There are no duds on The Loner. The first song, "The Walking Dead," is Gene's take on a zombie apocalypse and features two dazzling guitar solos by Pittsburgh native Reb Beach, who currently performs with Whitesnake. The final track, "The Best I Can" showcases the honky-tonk piano of Randy Bauman of WDVE-FM and slide guitar by The Clarks' guitar maestro, Rob James.
Sandwiched in between are eight songs that will satisfy the most discriminating rock 'n' roll fan.

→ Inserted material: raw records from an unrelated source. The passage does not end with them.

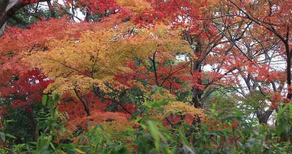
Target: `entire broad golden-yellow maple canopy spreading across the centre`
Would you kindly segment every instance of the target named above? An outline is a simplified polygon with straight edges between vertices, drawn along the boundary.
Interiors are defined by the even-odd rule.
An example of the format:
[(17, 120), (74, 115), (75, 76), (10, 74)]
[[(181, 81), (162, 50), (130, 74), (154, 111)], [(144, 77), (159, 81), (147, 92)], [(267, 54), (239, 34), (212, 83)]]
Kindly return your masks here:
[[(78, 38), (66, 37), (54, 40), (46, 46), (48, 50), (32, 54), (25, 60), (33, 67), (42, 68), (50, 79), (55, 80), (46, 92), (64, 94), (77, 89), (83, 93), (93, 85), (108, 92), (105, 83), (122, 89), (112, 77), (117, 72), (127, 73), (127, 61), (139, 58), (148, 60), (155, 51), (192, 52), (179, 32), (169, 26), (135, 28), (131, 23), (111, 28), (96, 28), (85, 31)], [(129, 31), (131, 30), (131, 32)]]

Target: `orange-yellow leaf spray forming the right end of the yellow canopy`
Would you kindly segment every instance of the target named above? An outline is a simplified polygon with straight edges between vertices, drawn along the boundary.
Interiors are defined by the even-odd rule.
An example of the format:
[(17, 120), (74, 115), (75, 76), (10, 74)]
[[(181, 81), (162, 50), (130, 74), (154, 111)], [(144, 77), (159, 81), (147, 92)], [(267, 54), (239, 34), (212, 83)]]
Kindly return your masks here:
[(133, 36), (122, 40), (117, 50), (146, 60), (148, 57), (157, 52), (176, 52), (193, 53), (192, 48), (187, 41), (181, 40), (179, 31), (171, 30), (169, 26), (156, 25), (150, 29), (135, 29)]

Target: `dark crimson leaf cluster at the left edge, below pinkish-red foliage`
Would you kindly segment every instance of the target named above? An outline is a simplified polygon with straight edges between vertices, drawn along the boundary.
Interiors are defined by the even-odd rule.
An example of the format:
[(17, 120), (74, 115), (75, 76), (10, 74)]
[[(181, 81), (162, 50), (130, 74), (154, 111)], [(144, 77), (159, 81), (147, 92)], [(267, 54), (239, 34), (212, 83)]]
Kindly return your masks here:
[[(14, 109), (27, 108), (26, 111), (31, 111), (30, 106), (42, 100), (43, 90), (52, 81), (39, 69), (29, 70), (21, 76), (17, 75), (17, 72), (10, 70), (6, 75), (0, 76), (1, 97), (12, 97), (11, 106)], [(11, 76), (18, 79), (13, 80)], [(0, 114), (4, 113), (6, 113), (6, 107), (2, 106)]]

Check out the driving guitar of Donegan — part Ronnie Wood, part Mick Mars - on "Let it Loose." Listen to the way the rhythm section of Revak and Schultz shape and power "Fortune & Fame." Take note of the subtle accents Mediate adds on "A World to Rely On."
And then there's Gene himself, who is merely the best rock 'n' roll singer too many people have never heard. He sings, he wails, he screams, he hits notes that haven't been reached since Vince Neil was a pup. In a perfect world, he'd be a star, as would the band.
But we all know the musical world is a fragile, fragmented and damaged place where stars are manufactured, not earned.
Not that Gene the Werewolf cares about stardom. Give them a stage, let them play. That's all they want to do.